Questions tagged [hpc]

High Performance Computing (HPC) refers to the use of supercomputers and computer clusters to solve a wide range of computationally intensive problems.

Systems with benchmark performance of 100s of teraflops are usually considered to be supercomputers. A typical feature of these supercomputers is that they have a large number of computing nodes, typically in the range of O(10^3) to O(10^6)). This distinguishes them from small-to-midsize computing clusters, which usually have O(10) to O(10^2) nodes.

When writing software that aims to make effective use of these resources, a number of challenges arise that are usually not present when working on single-core systems or even small clusters:


Higher degree of parallelization required

According to the original Sep-1966 formulation of the "classical" Law of diminishing returns -aka- Amdahl's Law, the maximum speedup one can achieve using parallel computers is restricted by the fraction of serial processes in your code (i.e. parts that can not be parallelized). That means the more processors you have, the better your parallelization concept has to be. The contemporary re-formulation, not ignoring add-on costs for process-spawning overheads, parameter / results SER/DES costs and the add-on costs of communications and last but not least the facts of resources-respecting, atomicity-of-work effects in the re-formulated overhead-strict revised Amdahl's Law, the add-on costs-adjusted comparisons more closely reflect the actual net-speedup benefits of True-[PARALLEL] code-execution(s), not ignoring the respective classes of add-on costs, related to the way, how such sections become prepared & executed.
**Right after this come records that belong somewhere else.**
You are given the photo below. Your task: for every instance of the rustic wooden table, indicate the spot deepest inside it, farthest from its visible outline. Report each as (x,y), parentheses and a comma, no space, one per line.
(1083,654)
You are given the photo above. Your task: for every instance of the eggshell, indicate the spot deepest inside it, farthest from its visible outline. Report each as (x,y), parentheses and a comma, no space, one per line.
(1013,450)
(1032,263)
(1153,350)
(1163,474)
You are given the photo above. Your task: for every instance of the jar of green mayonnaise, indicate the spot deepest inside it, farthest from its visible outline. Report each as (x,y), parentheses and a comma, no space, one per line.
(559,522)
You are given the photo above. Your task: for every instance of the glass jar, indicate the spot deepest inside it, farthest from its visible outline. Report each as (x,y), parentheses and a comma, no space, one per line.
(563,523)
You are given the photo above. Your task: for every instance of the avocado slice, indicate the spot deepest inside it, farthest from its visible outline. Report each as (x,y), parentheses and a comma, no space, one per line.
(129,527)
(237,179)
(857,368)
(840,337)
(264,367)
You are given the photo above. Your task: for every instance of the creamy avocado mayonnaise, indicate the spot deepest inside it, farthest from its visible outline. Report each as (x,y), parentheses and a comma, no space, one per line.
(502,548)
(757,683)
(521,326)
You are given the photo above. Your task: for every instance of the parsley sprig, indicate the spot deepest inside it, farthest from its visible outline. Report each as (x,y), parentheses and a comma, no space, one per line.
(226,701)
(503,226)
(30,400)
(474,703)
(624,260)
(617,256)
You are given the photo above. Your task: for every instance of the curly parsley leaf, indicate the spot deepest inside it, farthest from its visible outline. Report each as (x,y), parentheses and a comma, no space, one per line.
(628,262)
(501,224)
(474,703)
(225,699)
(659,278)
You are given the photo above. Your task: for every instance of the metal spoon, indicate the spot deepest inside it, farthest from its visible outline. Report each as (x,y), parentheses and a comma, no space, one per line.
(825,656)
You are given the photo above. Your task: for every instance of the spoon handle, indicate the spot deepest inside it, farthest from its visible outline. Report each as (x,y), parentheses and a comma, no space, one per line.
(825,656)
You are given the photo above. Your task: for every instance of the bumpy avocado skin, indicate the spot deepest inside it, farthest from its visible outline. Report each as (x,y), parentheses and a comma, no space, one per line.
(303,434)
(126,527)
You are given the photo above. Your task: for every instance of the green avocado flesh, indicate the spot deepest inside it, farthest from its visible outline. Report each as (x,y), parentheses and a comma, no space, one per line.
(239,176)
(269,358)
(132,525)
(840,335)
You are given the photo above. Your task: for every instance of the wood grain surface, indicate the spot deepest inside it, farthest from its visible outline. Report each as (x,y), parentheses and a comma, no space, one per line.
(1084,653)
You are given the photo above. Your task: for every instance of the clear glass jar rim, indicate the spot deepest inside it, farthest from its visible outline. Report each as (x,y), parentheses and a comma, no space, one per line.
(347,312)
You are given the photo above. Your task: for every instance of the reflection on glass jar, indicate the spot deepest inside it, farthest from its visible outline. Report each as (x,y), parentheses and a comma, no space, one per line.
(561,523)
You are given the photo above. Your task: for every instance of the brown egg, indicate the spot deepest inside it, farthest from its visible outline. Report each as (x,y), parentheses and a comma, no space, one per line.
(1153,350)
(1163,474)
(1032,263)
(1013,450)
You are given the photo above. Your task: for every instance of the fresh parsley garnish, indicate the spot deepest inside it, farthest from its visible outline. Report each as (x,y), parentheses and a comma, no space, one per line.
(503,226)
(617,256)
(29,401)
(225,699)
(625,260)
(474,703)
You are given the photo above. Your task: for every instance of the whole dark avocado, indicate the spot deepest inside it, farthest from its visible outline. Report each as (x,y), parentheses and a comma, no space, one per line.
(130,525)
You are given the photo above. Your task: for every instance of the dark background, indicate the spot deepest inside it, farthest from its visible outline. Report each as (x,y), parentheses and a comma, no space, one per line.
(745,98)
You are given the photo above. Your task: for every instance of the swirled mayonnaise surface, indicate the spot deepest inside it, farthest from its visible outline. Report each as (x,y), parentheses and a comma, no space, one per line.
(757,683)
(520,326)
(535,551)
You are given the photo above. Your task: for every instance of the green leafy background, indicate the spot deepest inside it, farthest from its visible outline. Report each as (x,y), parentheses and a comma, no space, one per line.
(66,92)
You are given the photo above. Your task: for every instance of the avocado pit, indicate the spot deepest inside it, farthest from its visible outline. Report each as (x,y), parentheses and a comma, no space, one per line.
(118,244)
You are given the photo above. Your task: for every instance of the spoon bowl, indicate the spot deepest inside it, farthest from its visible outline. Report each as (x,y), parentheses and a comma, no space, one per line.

Specialized hardware and software

Most supercomputers are custom-built and use specialized components for hardware and/or software, i.e. you have to learn a lot about new types of architectures if you want to get maximum performance. Typical examples are the network hardware, the file system, or the available compilers (including compiler optimization options).


Parallel file I/O becomes a serious bottleneck

Good parallel file systems handle multiple requests in parallel rather well. However, there is a limit to it, and most file systems do not support the simultaneous access of thousands of processes. Thus reading/writing to a single file internally becomes serialized again, even if you are using parallel I/O concepts such as MPI I/O.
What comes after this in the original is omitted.